The primary influence on the climate of Grays Harbor and Pacific Counties, Washington, is the Pacific Ocean, which forms the western boundary of both counties. The seasonal change in the ocean temperature is less than that of the land, thus the ocean is warmer than the land in the winter and cooler than the land in the summer, moderating the land temperature throughout the year. Considering our high latitude, this marine influence results in a generally mild climate. The average maximum temperature in July is near 70° F along the coast and 75° F in the foothills, and minimum temperatures are near 50° F. In winter, the warmer areas are near the coast. In January, average maximum tempera-tures range from 43° to 48° and minimum temperatures from 32° to 38° F.

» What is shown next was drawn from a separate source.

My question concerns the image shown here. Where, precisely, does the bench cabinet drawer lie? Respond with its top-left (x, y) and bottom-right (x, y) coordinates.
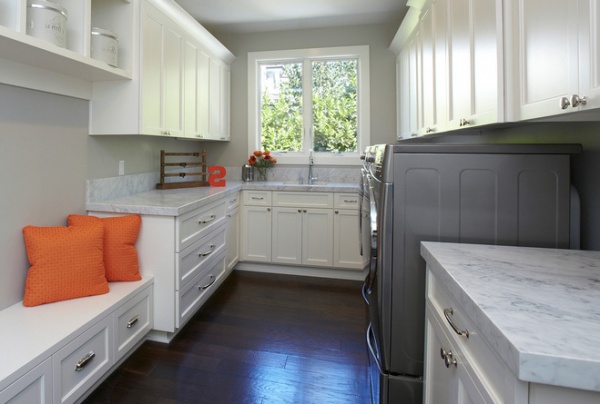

Semi-permanent high and low-pressure areas over the North Pacific Ocean are the primary weather engines which control the climate of western Washington. During the spring and summer, a high-pressure area spreads over most of the North Pacific Ocean. A circulation of air around this high-pressure center brings a prevailing westerly and northwesterly flow of comparatively dry, cool and stable air into the Pacific Northwest. As the air moves inland, it becomes warmer and drier,which results in a dry season beginning in the late spring and reaching a peak in mid-summer. During July and August,the driest months, it is not unusual for two to four weeks to pass with only a few showers. During the latter half of the summer and early fall, the lower valleys are sometimes filled with fog or low clouds until noon, while at the same time, the higher elevations are sunny.
In the fall and winter, the Aleutian low-pressure center over the North Pacific Ocean intensifies and moves southward, reaching a maximum intensity in midwinter. A circulation of air brings a prevailing southwesterly and westerly flow of air into the Pacific Northwest. This air from over the ocean is moist and near the temperature of the water. Condensation occurs as the air moves inland over the cooler land and rises along the windward slopes of the mountains. This results in a wet season beginning in October, reaching a peak in winter, then gradually decreasing in the spring. In December and January, the wettest months, precipitation is frequently recorded on 20 to 25 days or more each month, with the heavier intensities occurring along the windward slopes of the Olympic Mountains and Willapa Hills. Rainfall is usually of light to moderate intensity and continuous over time, rather than heavy, brief downpours.
The Olympic Mountains, located on the northern section of the Olympic Peninsula, tower to nearly 8,000 feet in the dome-like structures, deeply carved by rivers. The Willapa Hills, elevation 1,000 to 3,000 feet, form a continuous ridge from the Chehalis River valley to the Columbia River. This area receives the full force of storms moving inland from over the ocean, thus heavy precipitation and winds of gale force occur frequently during the winter season. Wind velocities in the lower elevations can be expected to reach 90 to 100 m.p.h. once in 100 years. Wind data from a well exposed site on a ridge near the ocean, elevation 2,000 feet, indicates that wind velocities in excess of 100 m.p.h. occur in the higher elevations almost every winter. The strongest winds are generally from the south or southwest and occur during the late fall and winter.